Would it be appropriate to split the query fasta file and run Diamond Blastp separately in distinct jobs? Could this make the Diamond blastp finish earlier?

I appreciate any insights or recommendations you may have.

Thank you sincerely.

DIAMOND • 446 views

ADD COMMENT • link 6 months ago by kmat • 0

score 0 · Answer 1 · 2024-05-22

There are several pieces of information we are missing here. Did you specify that all 96 threads be used? If so, are all of them being used when you look at the system load? What type of disk do you have: a regular hard disk or a solid state disk? Is it internal or external?

The last two questions are about the speed of reading and writing, which may be a limiting factor here. If you have a solid state disk and let's say only half the threads are engaged, splitting your sequence in two might speed things up. I caution you against trying to split into too many parts.

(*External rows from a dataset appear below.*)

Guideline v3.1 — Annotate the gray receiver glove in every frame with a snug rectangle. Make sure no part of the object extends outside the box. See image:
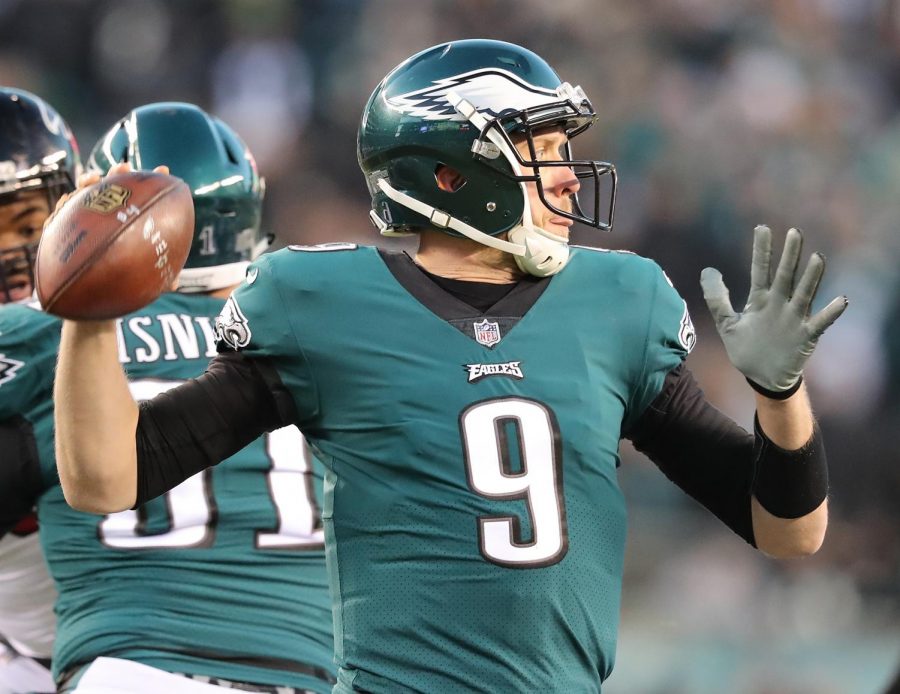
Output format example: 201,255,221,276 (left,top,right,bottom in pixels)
700,224,847,396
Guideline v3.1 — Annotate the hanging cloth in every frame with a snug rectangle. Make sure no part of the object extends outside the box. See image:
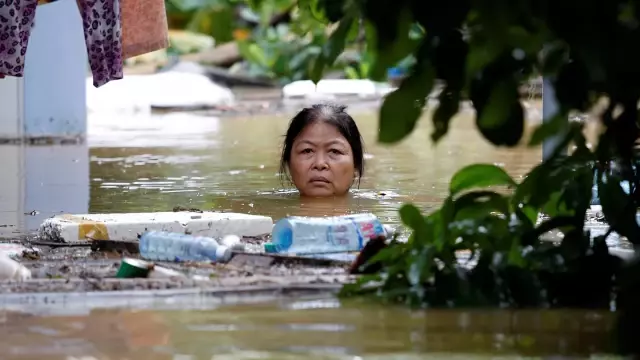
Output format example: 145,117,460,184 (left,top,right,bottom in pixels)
120,0,169,59
78,0,123,87
0,0,38,78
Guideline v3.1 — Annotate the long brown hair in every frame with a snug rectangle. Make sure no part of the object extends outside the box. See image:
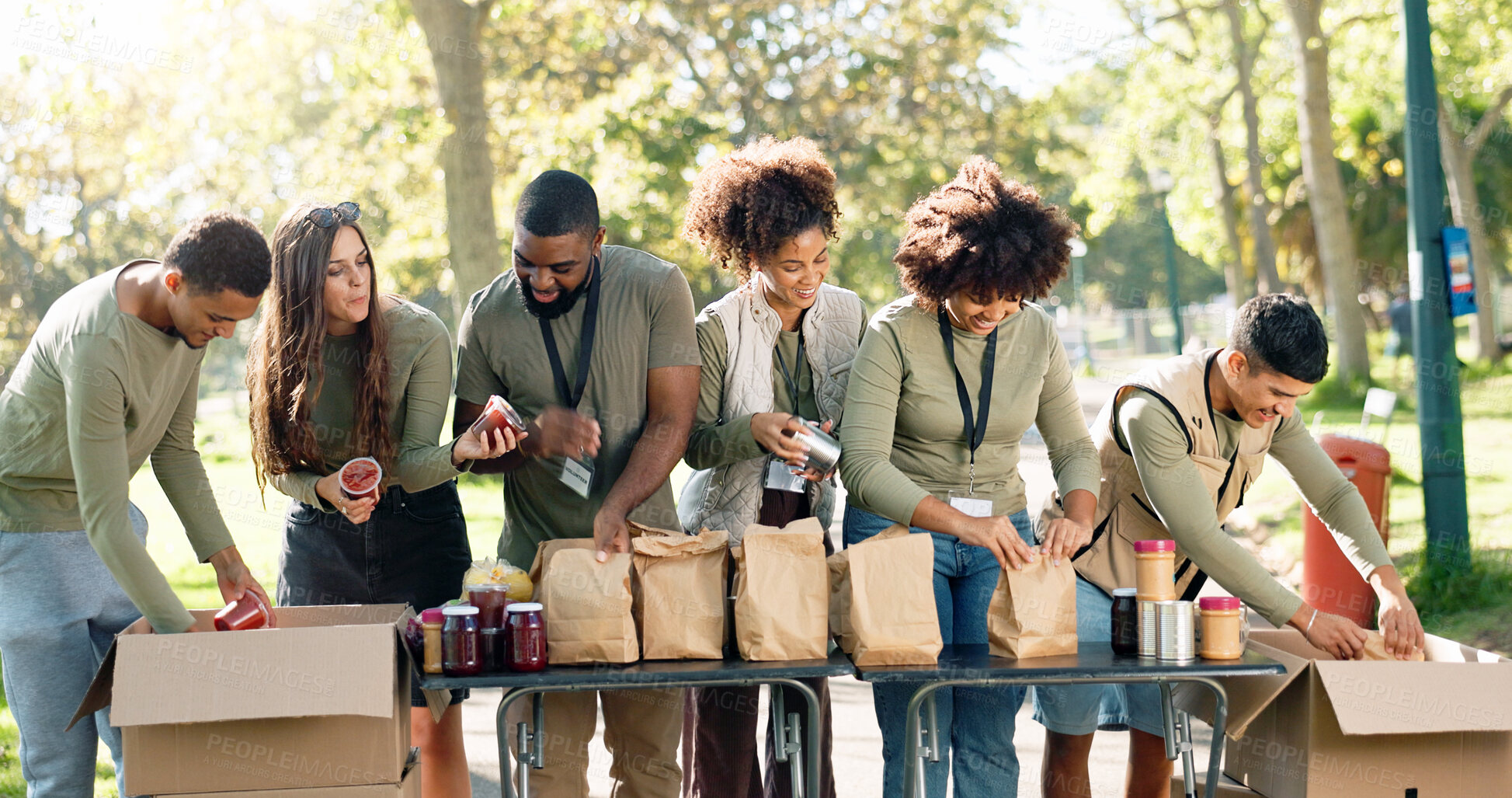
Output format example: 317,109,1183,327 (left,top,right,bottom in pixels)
246,203,395,489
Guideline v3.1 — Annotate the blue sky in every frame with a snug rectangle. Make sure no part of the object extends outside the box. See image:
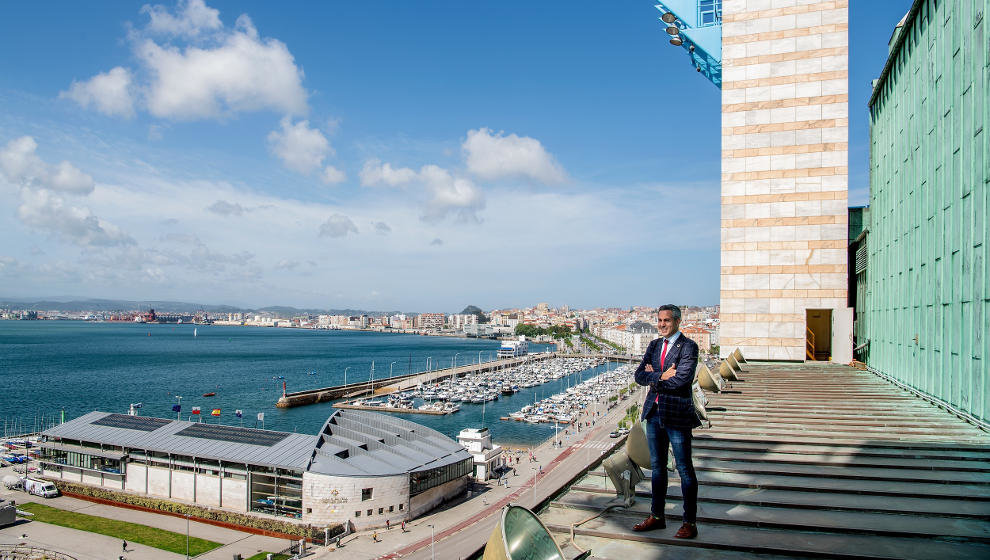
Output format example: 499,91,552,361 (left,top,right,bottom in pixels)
0,0,910,312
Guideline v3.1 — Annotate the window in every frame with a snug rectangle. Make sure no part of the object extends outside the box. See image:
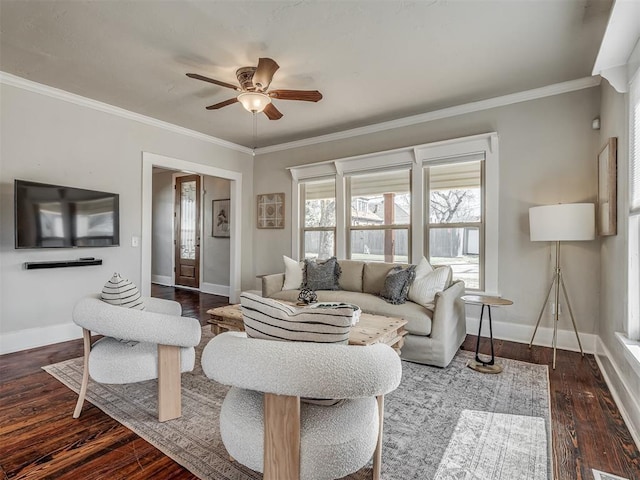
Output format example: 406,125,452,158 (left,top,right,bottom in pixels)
347,169,411,263
424,159,484,290
627,77,640,341
290,132,500,295
300,178,336,260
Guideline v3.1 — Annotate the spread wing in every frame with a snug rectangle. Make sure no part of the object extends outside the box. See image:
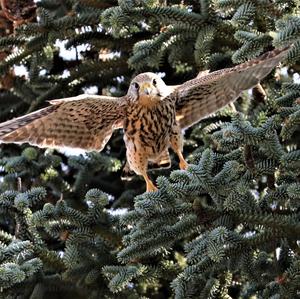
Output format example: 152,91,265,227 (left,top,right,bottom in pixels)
175,47,289,128
0,94,126,151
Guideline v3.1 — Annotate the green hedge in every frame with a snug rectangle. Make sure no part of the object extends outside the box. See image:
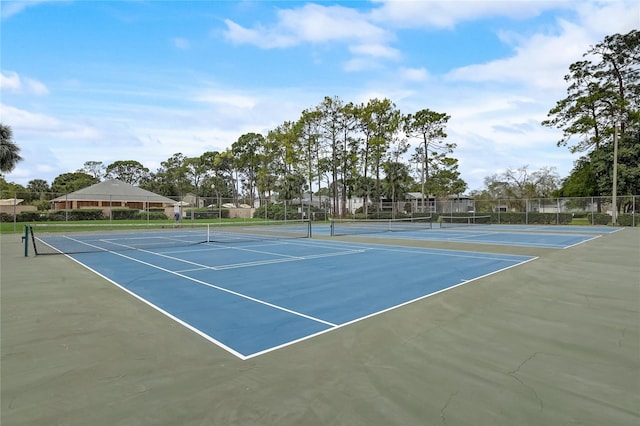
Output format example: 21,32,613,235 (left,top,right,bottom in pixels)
491,212,573,225
0,209,168,222
184,209,229,219
589,213,611,225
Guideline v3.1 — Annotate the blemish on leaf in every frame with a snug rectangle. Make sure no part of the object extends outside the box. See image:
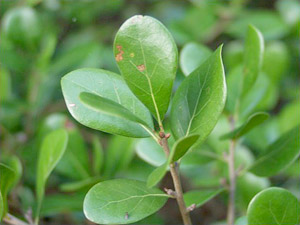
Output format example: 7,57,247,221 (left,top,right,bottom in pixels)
137,64,146,72
116,45,124,62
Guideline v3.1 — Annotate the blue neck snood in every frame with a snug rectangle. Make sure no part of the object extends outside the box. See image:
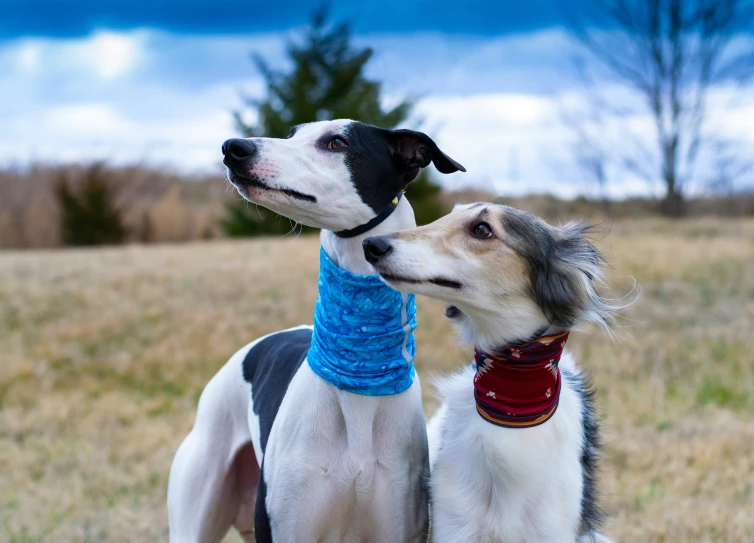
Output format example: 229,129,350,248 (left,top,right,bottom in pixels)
307,247,416,396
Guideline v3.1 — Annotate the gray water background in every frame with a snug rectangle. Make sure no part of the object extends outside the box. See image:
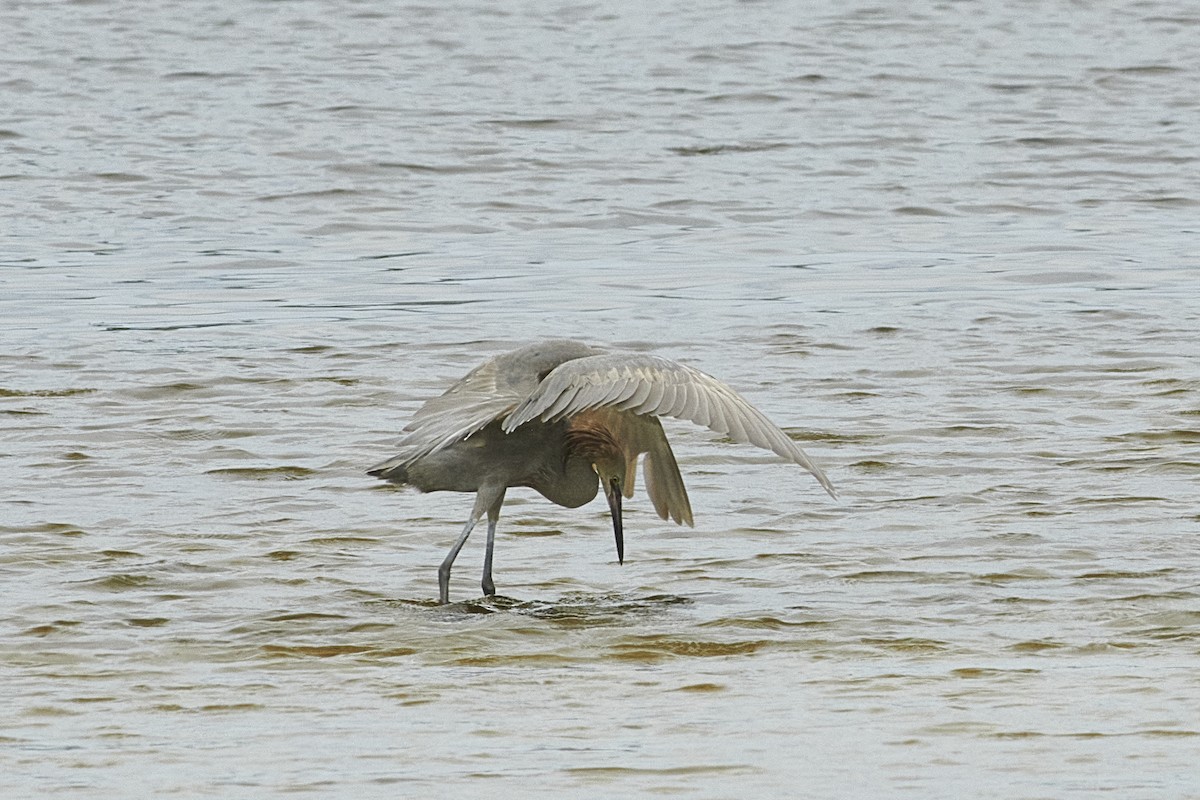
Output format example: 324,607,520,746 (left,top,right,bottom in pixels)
0,0,1200,798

Even with the fastest disk, especially if doing 5+ operations of both type simultaneously, the speed of reading and writing will become a choking point.

It also matters whether you are writing full alignments or just scores in tabular format, the latter being much faster. It also matters how many top scores are being recorded - it takes longer to calculate and write 500 alignments or 500 tabular scores than only 5 of them.

Here is something you should keep in mind. Let's say that an average search time is 1 second per query. A sequence that is 20 residues long might take less, but a sequence >10,000 residues will take much longer. Under that assumption it would take you 1000 hours to do this search, which means that your search will conclude at the end of June. Even if it takes only half a second per sequence, it will still take another two weeks.

Several suggestions: 1) create a non-redundant database of your queries at 90% identity, which might cut the size in almost half; 2) do the same for your target database; 3) get an access to a cluster where you can run this search on multiple nodes, in which case you can split your sequence into 10 parts because they will be using different threads and different disks; 4) ask that only a minimal informative number of scores/alignments be displayed in the output (if you are interested only in the top 5 hits, then ask only for top 5 to be displayed).

If you can't do any of the above, I suggest you find something else to occupy your attention for the next month or so.